The 54-year-old's arms are strong and muscled with blue serpent-like veins standing out, a legacy of her time. Standing at 1.53 meters tall and weighing up to 40 kilograms, Liu Guizhen has played multiple roles on an everyday basis.

Though petite, Liu is a giant of a woman who has shouldered the responsibilities of being a doctor, teacher, Party secretary and head of Duanjiawan village in North China's Shanxi province for decades.

It is a remote mountainside village of 54 residents living 8-kilometers away from a small-town clinic. Locals usually tough it out rather than see a doctor when they get sick.
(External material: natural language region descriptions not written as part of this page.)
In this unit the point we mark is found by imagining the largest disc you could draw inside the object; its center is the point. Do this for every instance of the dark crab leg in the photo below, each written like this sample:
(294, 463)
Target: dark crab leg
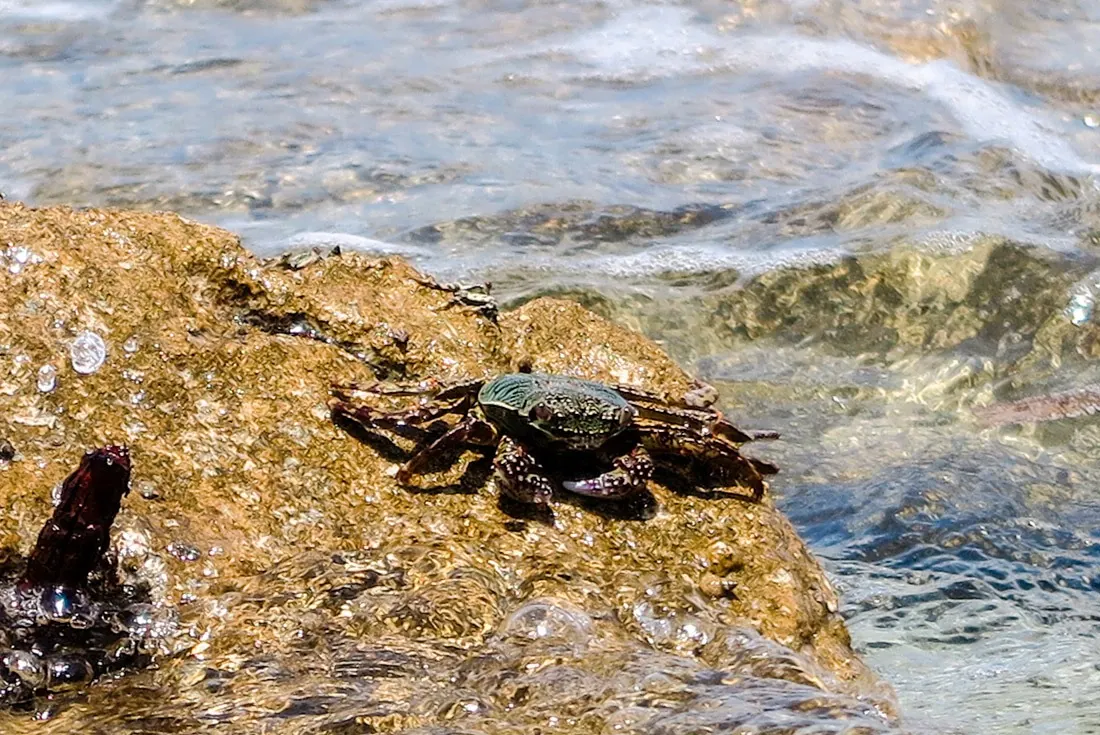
(405, 423)
(628, 478)
(430, 387)
(722, 457)
(470, 430)
(661, 408)
(519, 475)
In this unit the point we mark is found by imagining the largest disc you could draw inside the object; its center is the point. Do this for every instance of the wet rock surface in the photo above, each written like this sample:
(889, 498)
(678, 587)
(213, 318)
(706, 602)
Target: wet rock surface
(312, 592)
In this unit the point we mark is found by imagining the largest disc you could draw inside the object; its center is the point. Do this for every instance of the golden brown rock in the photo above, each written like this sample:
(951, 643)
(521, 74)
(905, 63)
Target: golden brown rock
(315, 593)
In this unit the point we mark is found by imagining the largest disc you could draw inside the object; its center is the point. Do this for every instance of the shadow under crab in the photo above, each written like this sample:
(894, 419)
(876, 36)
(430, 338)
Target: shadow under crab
(551, 431)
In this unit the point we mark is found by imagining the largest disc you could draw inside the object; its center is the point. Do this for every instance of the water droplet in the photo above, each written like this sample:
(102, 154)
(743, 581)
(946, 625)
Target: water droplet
(88, 353)
(26, 666)
(67, 671)
(1080, 307)
(184, 551)
(47, 379)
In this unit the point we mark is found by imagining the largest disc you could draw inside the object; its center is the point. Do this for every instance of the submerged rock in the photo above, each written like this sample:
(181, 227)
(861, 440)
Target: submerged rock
(314, 592)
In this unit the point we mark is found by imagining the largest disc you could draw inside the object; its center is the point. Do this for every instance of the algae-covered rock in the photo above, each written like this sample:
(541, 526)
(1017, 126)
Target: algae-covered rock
(314, 593)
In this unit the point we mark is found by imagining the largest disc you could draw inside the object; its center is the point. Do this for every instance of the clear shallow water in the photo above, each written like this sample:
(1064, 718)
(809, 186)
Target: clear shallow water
(655, 153)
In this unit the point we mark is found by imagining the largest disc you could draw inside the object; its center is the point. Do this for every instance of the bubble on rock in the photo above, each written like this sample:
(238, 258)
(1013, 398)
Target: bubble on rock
(47, 379)
(59, 604)
(67, 671)
(184, 551)
(149, 622)
(25, 666)
(87, 352)
(1080, 308)
(675, 629)
(547, 620)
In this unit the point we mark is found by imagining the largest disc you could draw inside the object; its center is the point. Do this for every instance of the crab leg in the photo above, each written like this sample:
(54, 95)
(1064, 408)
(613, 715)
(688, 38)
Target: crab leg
(470, 430)
(628, 478)
(725, 461)
(519, 475)
(406, 423)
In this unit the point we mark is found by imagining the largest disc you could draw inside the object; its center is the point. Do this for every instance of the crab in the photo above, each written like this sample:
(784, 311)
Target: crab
(554, 430)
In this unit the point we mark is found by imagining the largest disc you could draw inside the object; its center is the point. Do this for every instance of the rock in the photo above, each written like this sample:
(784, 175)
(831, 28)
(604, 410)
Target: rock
(316, 593)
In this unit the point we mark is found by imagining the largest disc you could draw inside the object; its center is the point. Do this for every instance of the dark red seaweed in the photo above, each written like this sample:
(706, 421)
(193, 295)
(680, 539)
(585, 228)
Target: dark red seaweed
(75, 538)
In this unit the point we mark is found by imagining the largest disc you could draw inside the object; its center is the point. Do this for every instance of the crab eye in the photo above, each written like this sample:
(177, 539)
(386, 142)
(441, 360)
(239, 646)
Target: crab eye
(541, 413)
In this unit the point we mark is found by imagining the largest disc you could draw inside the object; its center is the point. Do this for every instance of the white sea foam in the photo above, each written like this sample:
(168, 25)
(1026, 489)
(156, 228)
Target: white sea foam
(55, 11)
(329, 240)
(659, 42)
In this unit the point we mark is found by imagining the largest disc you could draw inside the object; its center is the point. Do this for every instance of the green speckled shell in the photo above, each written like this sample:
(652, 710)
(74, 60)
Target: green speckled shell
(585, 414)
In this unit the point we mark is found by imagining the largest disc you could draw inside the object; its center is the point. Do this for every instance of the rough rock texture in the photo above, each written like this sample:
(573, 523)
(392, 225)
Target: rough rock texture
(317, 595)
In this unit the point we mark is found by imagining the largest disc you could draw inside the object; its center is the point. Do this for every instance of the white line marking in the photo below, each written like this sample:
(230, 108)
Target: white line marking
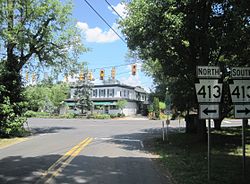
(122, 140)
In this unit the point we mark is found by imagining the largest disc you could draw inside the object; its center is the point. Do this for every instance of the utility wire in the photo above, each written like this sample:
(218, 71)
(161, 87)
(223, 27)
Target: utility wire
(104, 21)
(114, 9)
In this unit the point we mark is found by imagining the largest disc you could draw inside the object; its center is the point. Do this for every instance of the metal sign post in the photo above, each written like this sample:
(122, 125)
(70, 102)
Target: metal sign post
(244, 123)
(163, 131)
(209, 150)
(209, 92)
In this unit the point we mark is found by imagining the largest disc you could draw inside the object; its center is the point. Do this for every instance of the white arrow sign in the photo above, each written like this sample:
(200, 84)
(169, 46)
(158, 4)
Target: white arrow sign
(242, 111)
(240, 91)
(208, 90)
(209, 111)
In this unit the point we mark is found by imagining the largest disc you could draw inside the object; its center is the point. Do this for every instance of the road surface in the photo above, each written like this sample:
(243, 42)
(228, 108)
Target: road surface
(82, 151)
(86, 151)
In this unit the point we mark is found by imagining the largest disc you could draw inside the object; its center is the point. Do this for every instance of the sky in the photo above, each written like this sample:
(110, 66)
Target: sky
(107, 49)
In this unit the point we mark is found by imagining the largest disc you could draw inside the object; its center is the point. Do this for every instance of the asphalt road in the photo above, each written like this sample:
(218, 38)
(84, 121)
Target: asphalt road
(83, 151)
(86, 151)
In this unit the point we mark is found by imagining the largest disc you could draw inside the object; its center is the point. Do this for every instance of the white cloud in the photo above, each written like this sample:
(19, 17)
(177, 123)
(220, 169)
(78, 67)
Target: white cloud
(96, 34)
(120, 8)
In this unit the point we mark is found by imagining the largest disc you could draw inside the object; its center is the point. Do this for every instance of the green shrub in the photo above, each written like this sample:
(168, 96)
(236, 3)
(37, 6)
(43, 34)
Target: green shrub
(98, 116)
(11, 124)
(30, 114)
(163, 116)
(68, 115)
(34, 114)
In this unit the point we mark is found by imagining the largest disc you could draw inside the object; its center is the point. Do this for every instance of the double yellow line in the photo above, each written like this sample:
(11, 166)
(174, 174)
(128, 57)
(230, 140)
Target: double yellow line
(62, 162)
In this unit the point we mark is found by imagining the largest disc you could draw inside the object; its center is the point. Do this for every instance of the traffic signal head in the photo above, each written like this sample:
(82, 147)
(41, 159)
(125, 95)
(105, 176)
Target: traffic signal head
(134, 69)
(101, 74)
(81, 77)
(113, 73)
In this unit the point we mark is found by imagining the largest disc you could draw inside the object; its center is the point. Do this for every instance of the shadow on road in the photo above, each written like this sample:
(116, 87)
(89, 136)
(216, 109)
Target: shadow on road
(48, 130)
(83, 169)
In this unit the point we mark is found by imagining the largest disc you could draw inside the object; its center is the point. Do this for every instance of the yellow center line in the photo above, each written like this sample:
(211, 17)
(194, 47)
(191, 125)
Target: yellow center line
(62, 162)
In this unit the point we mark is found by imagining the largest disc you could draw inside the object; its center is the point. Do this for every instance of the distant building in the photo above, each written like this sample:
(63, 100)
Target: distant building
(106, 95)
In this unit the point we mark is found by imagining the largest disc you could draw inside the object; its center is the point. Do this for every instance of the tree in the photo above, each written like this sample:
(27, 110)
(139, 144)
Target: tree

Before Liu, if people with severe illness needed medical treatment, they might wait to make the journey to the clinic until doing so became a last resort.

It was on a day in 1978 when the then-15-year-old was involved in a car accident on her way to sit the annual national college entrance exam.
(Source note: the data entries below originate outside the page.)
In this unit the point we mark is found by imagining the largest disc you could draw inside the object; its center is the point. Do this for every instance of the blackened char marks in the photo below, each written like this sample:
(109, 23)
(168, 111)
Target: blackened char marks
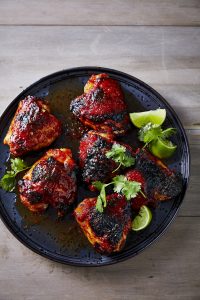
(102, 106)
(47, 170)
(97, 165)
(159, 181)
(106, 225)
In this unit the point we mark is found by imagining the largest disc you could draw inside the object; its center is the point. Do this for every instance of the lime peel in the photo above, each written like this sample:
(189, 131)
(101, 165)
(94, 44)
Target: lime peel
(156, 117)
(143, 219)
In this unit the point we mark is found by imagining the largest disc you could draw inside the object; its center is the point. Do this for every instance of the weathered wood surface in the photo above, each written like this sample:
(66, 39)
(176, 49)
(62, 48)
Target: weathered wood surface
(100, 12)
(168, 269)
(168, 59)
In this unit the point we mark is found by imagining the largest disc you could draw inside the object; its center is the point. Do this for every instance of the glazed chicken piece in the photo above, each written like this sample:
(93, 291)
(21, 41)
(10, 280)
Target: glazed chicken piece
(50, 181)
(32, 128)
(106, 231)
(102, 106)
(159, 183)
(92, 156)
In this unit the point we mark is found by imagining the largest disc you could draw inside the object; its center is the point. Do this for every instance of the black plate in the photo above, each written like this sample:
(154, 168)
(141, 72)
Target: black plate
(63, 241)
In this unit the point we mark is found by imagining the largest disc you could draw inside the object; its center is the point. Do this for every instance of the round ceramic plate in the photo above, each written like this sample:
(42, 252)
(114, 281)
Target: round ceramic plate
(62, 240)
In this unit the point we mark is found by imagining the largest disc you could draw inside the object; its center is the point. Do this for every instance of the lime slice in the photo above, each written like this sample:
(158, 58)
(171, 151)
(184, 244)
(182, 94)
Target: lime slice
(143, 219)
(156, 117)
(162, 148)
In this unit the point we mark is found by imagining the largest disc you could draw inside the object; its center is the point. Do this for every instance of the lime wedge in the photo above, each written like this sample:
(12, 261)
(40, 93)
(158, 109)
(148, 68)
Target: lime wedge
(162, 148)
(156, 117)
(143, 219)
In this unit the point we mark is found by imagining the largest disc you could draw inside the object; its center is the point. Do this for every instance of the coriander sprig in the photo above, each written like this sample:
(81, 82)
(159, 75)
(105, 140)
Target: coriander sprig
(119, 154)
(8, 181)
(151, 132)
(122, 185)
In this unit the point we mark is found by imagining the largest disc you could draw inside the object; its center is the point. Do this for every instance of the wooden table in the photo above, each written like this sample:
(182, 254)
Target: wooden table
(156, 41)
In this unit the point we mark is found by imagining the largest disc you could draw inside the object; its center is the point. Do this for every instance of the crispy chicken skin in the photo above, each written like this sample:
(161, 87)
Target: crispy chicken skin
(92, 156)
(50, 181)
(102, 106)
(106, 231)
(32, 128)
(159, 183)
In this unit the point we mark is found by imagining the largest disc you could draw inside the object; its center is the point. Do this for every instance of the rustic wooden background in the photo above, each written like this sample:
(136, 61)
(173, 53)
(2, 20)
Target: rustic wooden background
(156, 41)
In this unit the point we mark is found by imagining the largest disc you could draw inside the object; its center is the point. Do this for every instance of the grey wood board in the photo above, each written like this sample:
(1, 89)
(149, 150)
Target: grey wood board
(100, 12)
(168, 269)
(166, 58)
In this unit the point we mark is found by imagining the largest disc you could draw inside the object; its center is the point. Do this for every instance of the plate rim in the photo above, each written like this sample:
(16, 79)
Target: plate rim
(165, 225)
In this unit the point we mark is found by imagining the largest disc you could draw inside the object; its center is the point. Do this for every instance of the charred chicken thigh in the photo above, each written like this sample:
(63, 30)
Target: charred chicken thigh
(158, 181)
(50, 181)
(102, 106)
(32, 128)
(106, 231)
(92, 156)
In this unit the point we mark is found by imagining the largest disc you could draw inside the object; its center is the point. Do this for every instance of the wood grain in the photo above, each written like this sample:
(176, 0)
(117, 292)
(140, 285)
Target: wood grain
(100, 12)
(166, 58)
(168, 269)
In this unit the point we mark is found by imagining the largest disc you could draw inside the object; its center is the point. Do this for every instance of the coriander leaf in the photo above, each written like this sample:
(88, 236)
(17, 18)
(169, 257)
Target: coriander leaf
(128, 161)
(101, 199)
(98, 185)
(119, 182)
(168, 132)
(18, 165)
(8, 182)
(103, 196)
(99, 205)
(149, 132)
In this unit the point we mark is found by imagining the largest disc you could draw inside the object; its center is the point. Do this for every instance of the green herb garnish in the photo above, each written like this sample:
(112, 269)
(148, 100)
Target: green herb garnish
(121, 185)
(8, 181)
(119, 154)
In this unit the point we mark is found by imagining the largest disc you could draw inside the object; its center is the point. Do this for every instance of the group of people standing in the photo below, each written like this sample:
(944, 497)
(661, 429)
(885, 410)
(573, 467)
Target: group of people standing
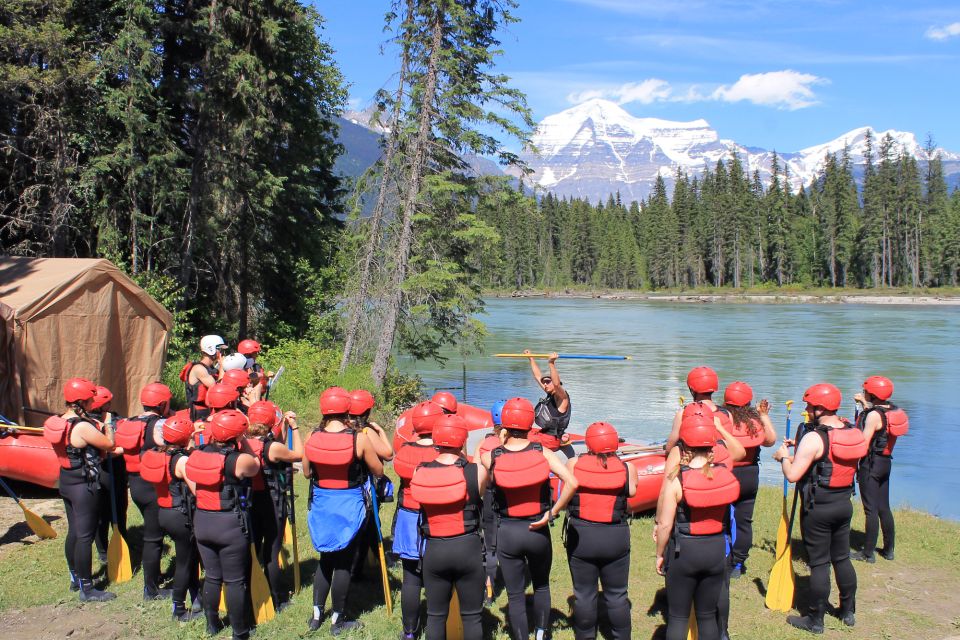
(216, 478)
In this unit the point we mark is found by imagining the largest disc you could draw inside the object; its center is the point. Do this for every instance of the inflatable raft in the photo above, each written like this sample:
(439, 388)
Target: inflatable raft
(649, 464)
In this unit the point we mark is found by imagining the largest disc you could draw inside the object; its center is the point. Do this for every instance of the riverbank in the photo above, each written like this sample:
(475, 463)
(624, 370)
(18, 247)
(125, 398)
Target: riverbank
(946, 296)
(917, 596)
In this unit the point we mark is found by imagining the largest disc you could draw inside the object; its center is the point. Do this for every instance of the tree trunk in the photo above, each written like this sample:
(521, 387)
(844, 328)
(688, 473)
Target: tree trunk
(389, 325)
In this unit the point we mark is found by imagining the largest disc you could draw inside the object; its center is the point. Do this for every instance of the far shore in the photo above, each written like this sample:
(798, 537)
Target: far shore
(867, 296)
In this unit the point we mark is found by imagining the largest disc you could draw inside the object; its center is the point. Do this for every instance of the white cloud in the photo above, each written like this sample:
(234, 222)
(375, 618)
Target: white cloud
(942, 33)
(782, 89)
(785, 89)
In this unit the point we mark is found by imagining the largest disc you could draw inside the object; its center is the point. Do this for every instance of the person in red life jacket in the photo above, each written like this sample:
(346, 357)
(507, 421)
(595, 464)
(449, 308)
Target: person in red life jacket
(825, 467)
(882, 422)
(266, 440)
(752, 428)
(220, 473)
(164, 466)
(200, 375)
(598, 534)
(691, 553)
(113, 472)
(520, 472)
(337, 460)
(136, 435)
(406, 532)
(490, 442)
(448, 490)
(552, 413)
(78, 441)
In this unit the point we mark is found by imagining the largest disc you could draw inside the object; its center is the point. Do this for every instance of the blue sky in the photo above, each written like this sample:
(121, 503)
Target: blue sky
(776, 74)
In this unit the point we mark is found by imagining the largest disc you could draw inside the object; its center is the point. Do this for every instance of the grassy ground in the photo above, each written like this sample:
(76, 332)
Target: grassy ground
(917, 596)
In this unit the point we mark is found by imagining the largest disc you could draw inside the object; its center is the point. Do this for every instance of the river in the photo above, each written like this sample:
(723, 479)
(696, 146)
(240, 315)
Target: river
(779, 349)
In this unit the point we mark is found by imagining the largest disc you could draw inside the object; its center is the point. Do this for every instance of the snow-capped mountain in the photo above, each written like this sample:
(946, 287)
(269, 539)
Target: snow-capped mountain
(596, 148)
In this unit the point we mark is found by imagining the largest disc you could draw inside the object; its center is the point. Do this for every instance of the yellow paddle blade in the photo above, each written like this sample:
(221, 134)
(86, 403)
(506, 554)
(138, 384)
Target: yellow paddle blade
(780, 587)
(454, 621)
(37, 524)
(693, 632)
(118, 558)
(260, 591)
"It was pure coincidence but frustrating because I missed the exam," said Liu.

As the only high school graduate in the village, Liu was chosen to be trained as a rural health practitioner.

From learning basic medical skills to handling cases on her own, Liu always kept herself informed about the latest medical developments and healthcare reform.

This came into play in 2007 when one of her patients, Chen Zhiliang, was suffering from a serious illness. Liu arranged medical insurance for him under China's new rural cooperative medical system that helped cover half of Chen's 30,000-yuan ($4,500) medical bill.

In addition, she sells medicines and prescription drugs at the cost price.

"I have never thought of making money from the medicines, even though I'm as poor as my fellow villagers," said Liu, whose family's income relies heavily on farming.

"She is different from other rural medical practitioners, she never charges any fees," said a villager named Guo Zhigong.

Come rain or shine, day or night, Liu never minds being on-call or ready for after-hours visit when her patients need her.

To alleviate Liu's financial burden, the local government has granted her a public healthcare allowance of 400 yuan ($60) per month since 2012.

"Actually, I can don't need that money for my own expenses. Now, I can use it to ease the burden of medical charges of the needy," she said.